If it'll help in anyway to hear from very personal experience, I was diagnosed with borderline Asperger's as a little kid. Some behaviors I just outgrew, while I had to learn typical social behaviors. My mom, for example, would have to write out what I would say when I called someone and if I had to leave a message on their answering machine.
But thankfully, because of all the help and support I got growing up, I can now live a normal, functioning life, and pretty much no one outside of my family and a few close friends know about that... well, except now also for whoever's reading this.
I'm sure my parents pulled their hair out all the time, struggling to put up with me as a kid, but it was worth it in the long run. To say the least, I can now have a normal conversation with someone. :)
I have AS, and I'm sure my parents hated me sometimes, but I turned out pretty normal. He's gonna wind up fine, a little awkward socially maybe, but he'll be just fine. Like me and the thousands of other AS-people.
Asperger's should not be called "autism" and it never should have been interchangable. There are people out there with autism that will need full time care for the rest of their lives because of it.
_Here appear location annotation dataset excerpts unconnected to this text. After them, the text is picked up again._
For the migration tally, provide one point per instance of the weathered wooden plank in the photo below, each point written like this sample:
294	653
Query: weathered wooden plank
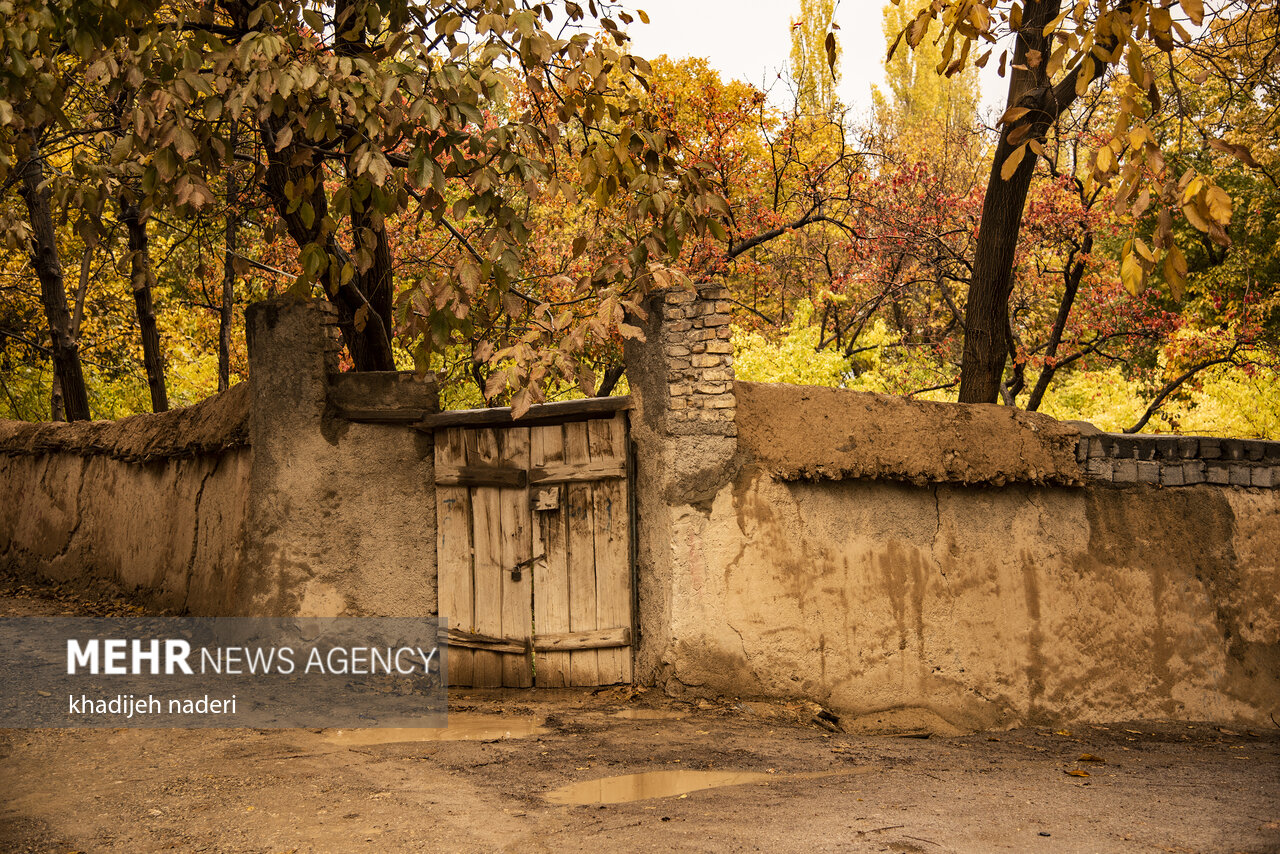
552	644
453	555
503	474
581	558
599	639
607	442
580	471
539	414
551	574
487	520
469	640
517	587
Most people with Asperger's will not.
He will be fine. You're right, it's important and sometimes very hard to believe that. But, he will be. In his own way, which you can't know everything about yet. But you can't know everything about how a typical kid will develop either. And sometimes, mischief is a good sign. He's interacting with his environment. He's reacting to what you say. That's not to say that it's easy to deal with! Congratulations on your smart little boy and your great parenting skills.